Com a chegada do outono com suas manhãs claras e mais frias, vem o mês de maio trazendo a comemoração do “Dia das Mães”.
É um tempo que merece de nós uma atenção maior, um certo distanciamento do consumismo, das chamadas insistentes da mídia com ofertas de presentes cada vez mais inusitados e caros. Não que eles tenham que ser apenas descartados como se as mães não merecessem toda atenção e representações de agradecimento. A questão é a possibilidade que temos, neste momento, de fazer uma reflexão sobre o papel de mãe, um papel cada vez mais sofisticado, como tem exigido a sociedade atual.
Ser mãe, há alguns anos atrás, era definido a partir de um modelo das nossas avós num tempo em que as exigências eram outras. Havia alguns princípios e normas a serem seguidos e o jeito de ser mãe era mais ou menos delineado desde a infância, com as brincadeiras de casinha, com os filhos/bonecas obedientes, que eram obedientes quando dávamos as orientações de mães/meninas.
Na nossa adolescência, (falo daqueles que foram adolescentes nas décadas de 60 ou 70), contestávamos as normas, tínhamos dificuldades nas relações com nossos pais, sabíamos muito mais que os adultos, e acreditávamos que poderíamos mudar a sociedade com ações coletivas e mais solidárias. Sabíamos do nosso compromisso individual, social e profissional.

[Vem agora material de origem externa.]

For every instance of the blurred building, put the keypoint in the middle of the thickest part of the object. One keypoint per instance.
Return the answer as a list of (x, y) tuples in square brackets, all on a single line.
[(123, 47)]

Aqueles adolescentes ficaram adultos, tornaram-se mães ou pais, e sem que pudessem perceber, tornaram-se avós das crianças cujas mães foram filhas - meninas e agora são as mães dos nossos alunos que entram e saem todos os dias, pelo portão da nossa escola.
Trabalham o dia todo, entrando pela noite adentro, estendendo o tempo no desempenho de suas funções profissionais ou domésticas. Na competição do mercado precisam se preparar para concursos ou enfrentam situações profissionais cada vez mais competitivas e exigentes.
E o papel de mãe, como é construído? E aquela referência das mulheres/mães da família já estarão ultrapassadas?...
“ _ Deixo meu filho no computador, ou não?...”
“_ Se só vejo meu filho à noite, chego cansada, dou limites ou coloco-o no meu colo?
“_ E o que faço comigo que preciso também de um colo e de cuidados?...”
“_ E a filha adolescente, sei por onde ela ‘navega’? _ Com quem faz amizades?”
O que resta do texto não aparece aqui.